Search Futures

Richard Smith | Jul 5, 2021

We have been looking around for a flexible, scalable standard which would allow us to expose the bulk of the CEDA archive via faceted search. This could then be used to build user interfaces and enhance search services at CEDA. Here, we consider the feasibility and suitability of STAC and discuss progress into an Elasticsearch-based implementation.

Index

Background

CEDA is a national data centre for atmospheric and earth observation research. We host over 15 Petabytes of atmospheric and earth observation data. Sources include aircraft campaigns, satellites, automatic weather stations and climate models, amongst many more.

The CEDA archive is comprised of mostly netCDF data but we also have other formats including data where the format is not immediately obvious from the file name and extension.

Distribution of file types in the CEDA archive

Although there are data standards, these standards vary through time and across different domains. This leads to a heterogeneous archive with legacy formats and structures, presenting an indexing problem.

The current state of search and discovery comprises of two main services:

  • CEDA Catalogue - a hand-crafted store of information about each dataset (in a relational DB)
  • Archive Browser - a directory-based browser with links to the catalogue and download services

Powering search, the catalogue uses the Django Haystack plugin to provide text-based and limited faceted search using Elasticsearch. An Elasticsearch index sits behind the Archive Browser and stores all the files and directories in the CEDA archive.

As part of the ESA CCI project (European Space Agency Climate Change Initiative), we replaced a complex system comprising of a CSW, Solr and ESGF-Search API, with a single Opensearch API (not to be confused with “Opensearch” Amazon’s open source Elasticsearch fork).

Our Opensearch endpoint brings together the information previously served by multiple endpoints along with search and discovery through the description document. Best practice, collected and preserved in the CEOS best practice guide, informed the development of this service and it underpins data access and visualisation for other project partners.

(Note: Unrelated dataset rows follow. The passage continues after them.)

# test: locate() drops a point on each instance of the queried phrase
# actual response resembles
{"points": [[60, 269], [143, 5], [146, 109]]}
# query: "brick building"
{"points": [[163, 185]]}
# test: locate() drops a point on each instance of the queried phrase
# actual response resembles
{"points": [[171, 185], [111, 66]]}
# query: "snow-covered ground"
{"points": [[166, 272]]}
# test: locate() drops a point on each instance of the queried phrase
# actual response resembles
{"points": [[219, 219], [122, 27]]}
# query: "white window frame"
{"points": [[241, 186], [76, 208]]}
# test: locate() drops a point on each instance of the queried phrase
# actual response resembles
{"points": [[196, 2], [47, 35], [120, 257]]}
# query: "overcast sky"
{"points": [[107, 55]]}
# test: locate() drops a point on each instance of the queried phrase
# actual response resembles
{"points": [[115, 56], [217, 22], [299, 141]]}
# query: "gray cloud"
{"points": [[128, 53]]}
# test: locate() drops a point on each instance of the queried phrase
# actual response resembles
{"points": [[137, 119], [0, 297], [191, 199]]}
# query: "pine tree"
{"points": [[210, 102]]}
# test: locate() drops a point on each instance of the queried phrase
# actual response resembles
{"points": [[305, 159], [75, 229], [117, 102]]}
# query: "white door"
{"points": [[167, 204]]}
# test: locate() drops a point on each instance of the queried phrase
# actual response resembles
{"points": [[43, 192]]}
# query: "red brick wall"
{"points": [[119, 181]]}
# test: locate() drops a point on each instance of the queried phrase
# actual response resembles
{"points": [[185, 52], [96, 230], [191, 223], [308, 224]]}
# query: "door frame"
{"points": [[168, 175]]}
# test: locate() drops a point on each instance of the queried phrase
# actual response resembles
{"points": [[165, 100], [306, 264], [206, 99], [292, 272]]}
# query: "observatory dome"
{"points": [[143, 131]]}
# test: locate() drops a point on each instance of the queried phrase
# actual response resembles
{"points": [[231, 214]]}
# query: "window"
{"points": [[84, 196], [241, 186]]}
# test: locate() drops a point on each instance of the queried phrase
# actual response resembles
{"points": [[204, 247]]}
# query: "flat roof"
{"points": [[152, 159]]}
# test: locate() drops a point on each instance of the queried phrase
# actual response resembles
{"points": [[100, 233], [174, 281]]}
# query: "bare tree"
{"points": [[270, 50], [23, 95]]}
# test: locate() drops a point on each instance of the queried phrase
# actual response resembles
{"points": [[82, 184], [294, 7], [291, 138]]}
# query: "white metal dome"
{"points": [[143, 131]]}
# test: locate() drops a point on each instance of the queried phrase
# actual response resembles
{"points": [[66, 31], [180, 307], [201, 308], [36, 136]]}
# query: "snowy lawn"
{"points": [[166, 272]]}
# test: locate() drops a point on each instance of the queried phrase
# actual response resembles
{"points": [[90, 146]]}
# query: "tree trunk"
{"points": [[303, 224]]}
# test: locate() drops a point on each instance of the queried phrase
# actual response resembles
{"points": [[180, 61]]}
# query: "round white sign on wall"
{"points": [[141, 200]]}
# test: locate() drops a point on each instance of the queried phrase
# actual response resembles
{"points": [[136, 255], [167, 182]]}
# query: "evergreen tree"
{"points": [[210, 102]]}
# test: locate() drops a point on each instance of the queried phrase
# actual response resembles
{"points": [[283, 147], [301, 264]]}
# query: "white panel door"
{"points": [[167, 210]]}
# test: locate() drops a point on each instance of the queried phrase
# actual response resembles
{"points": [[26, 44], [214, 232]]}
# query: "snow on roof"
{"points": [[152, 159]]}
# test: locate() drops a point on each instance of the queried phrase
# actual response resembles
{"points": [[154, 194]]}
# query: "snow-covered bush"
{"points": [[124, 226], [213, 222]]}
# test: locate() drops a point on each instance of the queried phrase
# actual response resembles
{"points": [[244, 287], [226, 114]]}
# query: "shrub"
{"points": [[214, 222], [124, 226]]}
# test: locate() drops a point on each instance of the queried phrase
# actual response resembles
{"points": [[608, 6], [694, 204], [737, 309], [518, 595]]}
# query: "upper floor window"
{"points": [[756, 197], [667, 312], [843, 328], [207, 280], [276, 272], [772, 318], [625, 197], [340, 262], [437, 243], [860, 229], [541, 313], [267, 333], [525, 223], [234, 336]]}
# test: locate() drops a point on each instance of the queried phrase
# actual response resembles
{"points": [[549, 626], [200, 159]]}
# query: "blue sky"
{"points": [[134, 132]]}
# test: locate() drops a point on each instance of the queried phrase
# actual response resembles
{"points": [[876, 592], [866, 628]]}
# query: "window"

Although the Opensearch standard has existed since 2005 and browsers even support the standard to provide site search from the address bar, it is not common in the Earth System community. There has been some adoption within the Earth Observation community (i.e. CEOS) but there doesn’t seem to be much of a community surrounding it with a set of interoperable tools.

Requirements

When thinking about what we would like/need from search we came up with a wish list:

  • Community-driven stardard with re-usable tools and clients for accessing
  • Flexible enough to cope with the heterogeneous nature of the CEDA Archive
  • Free-text queries
  • Faceted search to narrow search parameters
  • Capable of supporting mappings between different vocabularies used by scientific domains
  • Search across data holdings to identify similar data, even if you might not have already been aware of it
  • Self-describing. The API should be flexible and self-describing so a client does not need to have a priori knowledge to interact
  • Scalable indexing solution to handle the growing archive
  • Flexible enough to be adopted by other similar archiving facilities and federations
  • Foster collaboration with other interested parties

Proposal

One of the latest buzzwords in the EO community is STAC.

Standards

STAC (Spatio Tempoal Asset Catalog) provides a well defined, developer friendly JSON API which defines the minimum specification to describe and search geo-spatial assets. The core spec requires space and time on a lat,lon grid in a normal 365 day calendar. This core is extensible and there are now many community extensions. The standard was developed with the Earth Observation community as the primary beneficiary for the API.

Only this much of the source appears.